Earlier this year, a tireless restaurateur, Jeffrey Chodorow, opened Wild Salmon: a Pacific Northwest-themed restaurant that made a point of its ingredients’ authentic regional sources. His newest project is Borough Food and Drink, collaboration with Fatty Crab’s Zak Pelaccio which brings the focus to the ingredients of New York The restaurant, in a Flatiron district space that’s been many restaurants in its time buys components such as cheese and sausages from local providers, and proudly boldfaces their names on its menu.
A meal at Borough isn’t quite like an aggregated tour of the boroughs, though The recipes are a mixed bag of classics, inventions, and borrowings from New York’s many immigrant groups. Paul Williams, whose creative cooking at Sweetwater in Williamsburg amassed a following, here seems to act more as a curator than a chef: You can get a bowl of Katz’s matzo ball noodle soup, just like they serve it down on Houston Street, but marked up to $9 from $5, or fried dollara-dozen dumplings brought up from Chinatown at $12 a bowl. Nobody’s complaining about the markup, though. The large room — shelves stocked with foreign groceries accent the farmhouse-style bare wood interior — is crowded most nights, with reserved tables and a waiting list for walk-ins. Although a couple of more or less exotic items appear —Balkan kajmak clotted cream and Jamaican jerk seasoning, for example — most of the recipes would be at home on any Main Street. There is fare such as sandwiches with potato chips and pickles on the side; shrimp cocktail; macaroni and cheese, and fried chicken. If there’s a common theme, it’s fat — and plenty of it.

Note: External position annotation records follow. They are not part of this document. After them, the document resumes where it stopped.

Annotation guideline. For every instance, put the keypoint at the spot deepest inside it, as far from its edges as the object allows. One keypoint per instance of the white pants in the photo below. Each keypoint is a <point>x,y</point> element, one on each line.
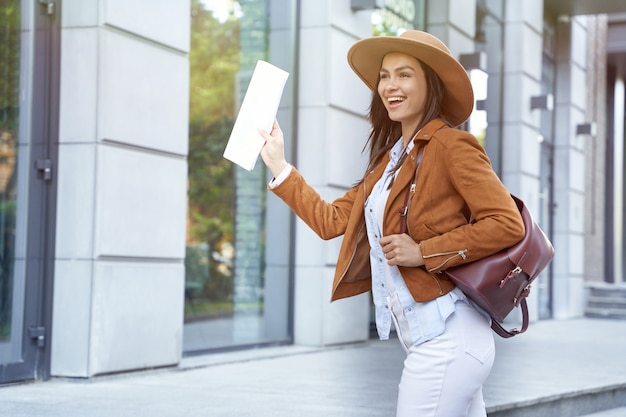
<point>444,376</point>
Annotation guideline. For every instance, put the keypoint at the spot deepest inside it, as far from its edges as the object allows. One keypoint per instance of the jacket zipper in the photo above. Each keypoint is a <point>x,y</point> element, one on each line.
<point>460,253</point>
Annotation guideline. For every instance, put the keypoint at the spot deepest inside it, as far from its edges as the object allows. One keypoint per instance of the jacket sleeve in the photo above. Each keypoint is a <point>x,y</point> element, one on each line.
<point>327,220</point>
<point>478,191</point>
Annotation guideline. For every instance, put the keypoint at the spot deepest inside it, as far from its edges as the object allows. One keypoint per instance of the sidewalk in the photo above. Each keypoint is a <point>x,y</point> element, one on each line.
<point>552,360</point>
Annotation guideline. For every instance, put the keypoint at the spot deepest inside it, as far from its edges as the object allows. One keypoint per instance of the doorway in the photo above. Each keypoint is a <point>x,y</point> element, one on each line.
<point>28,137</point>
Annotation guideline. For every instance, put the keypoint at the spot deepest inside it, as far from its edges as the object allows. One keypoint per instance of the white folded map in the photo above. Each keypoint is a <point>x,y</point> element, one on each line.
<point>258,111</point>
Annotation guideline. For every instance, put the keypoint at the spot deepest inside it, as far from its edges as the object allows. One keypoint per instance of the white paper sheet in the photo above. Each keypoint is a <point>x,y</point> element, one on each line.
<point>258,111</point>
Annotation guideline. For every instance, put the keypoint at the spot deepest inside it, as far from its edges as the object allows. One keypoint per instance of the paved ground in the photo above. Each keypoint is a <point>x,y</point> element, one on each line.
<point>554,358</point>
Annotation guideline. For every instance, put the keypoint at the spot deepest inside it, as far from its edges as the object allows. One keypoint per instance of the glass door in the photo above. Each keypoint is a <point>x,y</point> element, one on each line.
<point>26,91</point>
<point>231,301</point>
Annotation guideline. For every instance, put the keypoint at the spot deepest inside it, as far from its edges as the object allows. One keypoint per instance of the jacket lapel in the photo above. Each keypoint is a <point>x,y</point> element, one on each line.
<point>405,175</point>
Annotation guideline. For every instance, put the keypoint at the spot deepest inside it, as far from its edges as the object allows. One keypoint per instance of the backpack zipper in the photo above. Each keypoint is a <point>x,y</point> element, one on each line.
<point>454,254</point>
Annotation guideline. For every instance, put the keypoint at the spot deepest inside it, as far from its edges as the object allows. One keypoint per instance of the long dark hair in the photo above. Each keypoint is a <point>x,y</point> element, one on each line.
<point>386,132</point>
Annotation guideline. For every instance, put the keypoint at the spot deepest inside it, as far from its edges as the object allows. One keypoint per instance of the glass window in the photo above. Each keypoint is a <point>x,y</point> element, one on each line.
<point>226,288</point>
<point>14,153</point>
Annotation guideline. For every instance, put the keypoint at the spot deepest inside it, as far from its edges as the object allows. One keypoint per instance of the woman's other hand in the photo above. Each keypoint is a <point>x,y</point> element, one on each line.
<point>401,250</point>
<point>273,152</point>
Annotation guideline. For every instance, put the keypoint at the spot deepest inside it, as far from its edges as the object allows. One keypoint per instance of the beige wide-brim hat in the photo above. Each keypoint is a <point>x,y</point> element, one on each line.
<point>366,56</point>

The greatest variety appears among the appetizers: those dumplings and matzo balls, as well as treats such as a pizza ($15) loaded with bacon-crisp cured pork jowl and ricotta cheese. The former comes from the estimable Salumeria Biellese, the latter from the redoubtable DiPalo’s, and it adds up to a heavy delicacy with an excellent thin crust, an appetizer big enough for four to share. Smaller, but similarly rich, is a bowl of thick-cut tender bacon in a sweet pea purée ($12), accented with morel mushrooms; and a terrific bean salad, delicately flavored with celery and placed on a hardly necessary maroon sheet of dried beef.

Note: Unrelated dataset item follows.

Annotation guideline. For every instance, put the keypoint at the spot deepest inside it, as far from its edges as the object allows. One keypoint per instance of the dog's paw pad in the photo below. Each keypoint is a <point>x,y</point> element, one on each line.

A weighty arsenal of sandwiches makes up a full third of the dinner menu. Chopped liver on rye bread ($13) comes with a few shreds of white-meat chicken to appease the diet set. However, the sandwich is smeared with chicken fat, topped with sliced hard-boiled eggs, and, wedged between the french fries and the coleslaw, it leaves a puddle of grease when you pick it up. Bacon is an optional addition. Rivulets of delicious grease are a common theme: They appear, too, below the bacon-topped pork mini-burgers ($14), which are billed as “spicy” but taste mild; and soaking the top-quality puffy pita bread that houses the evape ($15). This is a Bosnian sandwich of little peppery beef sausages, which the restaurant smothers in super-rich kajmak. I’m not sure whose appetite Mr. Williams is cooking for, but I noticed a lot of customers leaving with doggie bags.

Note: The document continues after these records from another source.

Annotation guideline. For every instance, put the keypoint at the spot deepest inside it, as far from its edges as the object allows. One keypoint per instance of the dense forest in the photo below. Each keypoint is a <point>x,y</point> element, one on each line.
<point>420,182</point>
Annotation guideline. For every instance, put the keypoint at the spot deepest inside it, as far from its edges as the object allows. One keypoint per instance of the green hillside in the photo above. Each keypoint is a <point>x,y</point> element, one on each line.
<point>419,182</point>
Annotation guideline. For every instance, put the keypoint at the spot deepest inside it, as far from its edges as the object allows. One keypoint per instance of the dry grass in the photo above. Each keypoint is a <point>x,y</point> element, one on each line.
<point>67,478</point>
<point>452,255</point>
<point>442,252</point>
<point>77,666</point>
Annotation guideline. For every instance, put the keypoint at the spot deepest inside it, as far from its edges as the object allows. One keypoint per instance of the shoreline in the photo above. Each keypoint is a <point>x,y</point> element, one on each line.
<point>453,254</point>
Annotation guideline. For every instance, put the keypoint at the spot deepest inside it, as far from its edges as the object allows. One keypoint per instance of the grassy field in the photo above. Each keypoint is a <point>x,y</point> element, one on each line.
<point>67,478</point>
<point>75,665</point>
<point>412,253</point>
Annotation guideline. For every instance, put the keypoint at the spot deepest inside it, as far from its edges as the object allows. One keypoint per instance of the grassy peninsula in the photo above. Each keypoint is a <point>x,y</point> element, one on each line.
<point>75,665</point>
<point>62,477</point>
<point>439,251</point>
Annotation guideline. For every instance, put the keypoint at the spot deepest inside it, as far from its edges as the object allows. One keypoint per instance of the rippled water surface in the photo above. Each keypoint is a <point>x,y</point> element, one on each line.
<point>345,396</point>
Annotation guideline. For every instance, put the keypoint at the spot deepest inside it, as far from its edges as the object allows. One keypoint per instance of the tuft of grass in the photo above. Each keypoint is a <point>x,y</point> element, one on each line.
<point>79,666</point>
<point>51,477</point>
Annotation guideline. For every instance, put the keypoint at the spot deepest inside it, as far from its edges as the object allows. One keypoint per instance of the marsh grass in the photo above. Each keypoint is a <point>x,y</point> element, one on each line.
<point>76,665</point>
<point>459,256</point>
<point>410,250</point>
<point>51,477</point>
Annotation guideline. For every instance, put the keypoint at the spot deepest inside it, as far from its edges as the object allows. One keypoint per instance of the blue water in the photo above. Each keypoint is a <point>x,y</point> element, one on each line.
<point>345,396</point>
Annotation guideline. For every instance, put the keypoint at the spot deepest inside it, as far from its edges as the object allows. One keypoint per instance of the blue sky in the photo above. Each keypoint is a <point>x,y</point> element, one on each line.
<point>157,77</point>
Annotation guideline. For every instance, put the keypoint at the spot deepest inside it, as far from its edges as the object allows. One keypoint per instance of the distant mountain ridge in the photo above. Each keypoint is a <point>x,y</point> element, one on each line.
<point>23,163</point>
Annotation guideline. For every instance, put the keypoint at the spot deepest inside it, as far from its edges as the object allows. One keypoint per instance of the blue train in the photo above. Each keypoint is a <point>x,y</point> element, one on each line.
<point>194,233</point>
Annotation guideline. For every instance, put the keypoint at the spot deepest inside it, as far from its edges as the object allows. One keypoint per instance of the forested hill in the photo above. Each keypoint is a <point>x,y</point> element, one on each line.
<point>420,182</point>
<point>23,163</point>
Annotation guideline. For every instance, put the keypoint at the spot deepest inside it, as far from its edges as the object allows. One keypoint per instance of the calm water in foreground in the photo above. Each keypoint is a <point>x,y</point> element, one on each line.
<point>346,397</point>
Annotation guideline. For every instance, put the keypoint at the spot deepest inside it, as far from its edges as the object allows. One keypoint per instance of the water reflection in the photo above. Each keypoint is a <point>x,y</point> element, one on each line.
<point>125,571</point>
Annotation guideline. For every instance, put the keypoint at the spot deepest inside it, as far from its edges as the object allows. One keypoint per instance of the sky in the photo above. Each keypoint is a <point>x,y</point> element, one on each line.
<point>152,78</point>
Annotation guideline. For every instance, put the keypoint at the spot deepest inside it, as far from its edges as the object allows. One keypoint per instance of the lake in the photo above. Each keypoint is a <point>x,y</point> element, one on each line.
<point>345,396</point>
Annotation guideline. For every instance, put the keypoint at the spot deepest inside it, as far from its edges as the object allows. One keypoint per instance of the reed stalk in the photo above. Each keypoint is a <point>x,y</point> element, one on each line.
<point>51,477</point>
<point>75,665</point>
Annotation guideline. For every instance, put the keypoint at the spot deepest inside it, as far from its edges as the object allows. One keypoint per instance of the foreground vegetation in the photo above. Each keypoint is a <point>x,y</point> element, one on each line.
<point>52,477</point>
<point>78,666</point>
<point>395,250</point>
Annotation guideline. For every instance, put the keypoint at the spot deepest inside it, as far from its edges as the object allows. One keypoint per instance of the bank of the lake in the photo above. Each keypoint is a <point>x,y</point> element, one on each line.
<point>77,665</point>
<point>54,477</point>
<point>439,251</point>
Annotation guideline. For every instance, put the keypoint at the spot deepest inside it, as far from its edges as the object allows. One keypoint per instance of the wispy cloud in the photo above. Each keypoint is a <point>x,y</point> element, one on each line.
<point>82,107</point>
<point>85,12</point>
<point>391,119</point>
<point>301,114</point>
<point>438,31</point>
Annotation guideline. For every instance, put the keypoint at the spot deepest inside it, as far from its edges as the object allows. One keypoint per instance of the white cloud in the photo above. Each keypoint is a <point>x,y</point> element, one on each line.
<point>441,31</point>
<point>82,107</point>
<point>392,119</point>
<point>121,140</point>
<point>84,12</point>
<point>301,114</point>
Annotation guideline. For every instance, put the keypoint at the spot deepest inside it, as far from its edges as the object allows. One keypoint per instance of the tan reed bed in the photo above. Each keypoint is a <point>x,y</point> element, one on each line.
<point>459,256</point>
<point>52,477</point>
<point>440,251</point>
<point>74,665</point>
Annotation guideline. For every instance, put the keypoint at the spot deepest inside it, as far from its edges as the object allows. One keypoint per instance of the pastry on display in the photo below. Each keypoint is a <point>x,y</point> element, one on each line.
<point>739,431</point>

For such a thought-out production, the service is uncharacteristically amateurish. Dishes come out late or not at all, and servers are alternately brusque and overly familiar. The restaurant seems to employ more staff members to come over and apologize for mistakes than to wait on tables.
The local fried chicken ($18), breaded and cooked to a deep mahogany color, is moistbutnonetootasty; the sides, braised greens and a patty of macaroni and cheese, make the dish. From a diner or institutional cafeteria, the pale, fatty sliced brisket ($19) would be a success, but here it’s a bland disappointment, barely smoked and drenched in brown, salty “six-onion” sauce. Local ingredients show off in a dish of rigatoni ($16) that would be completely ordinary if not for superior cheese from Sprout Creek Farm, and crumbled sausage from Arthur Avenue’s Calabria pork store.
The bar pours a wealth of local beers, alongside cocktails named for boroughs, and a miscellany of wines, a few from New York State. Desserts are mostly brought in from elsewhere — cheesecake from Eileen’s, for example, and cakes from Two Little Red Hens — but the deep-flavored house-made ice creams, in flavors such as salted caramel, stand way out.
Borough Food and Drink (12 E. 22nd St., between Broadway and Park Avenue, 212-260-0103).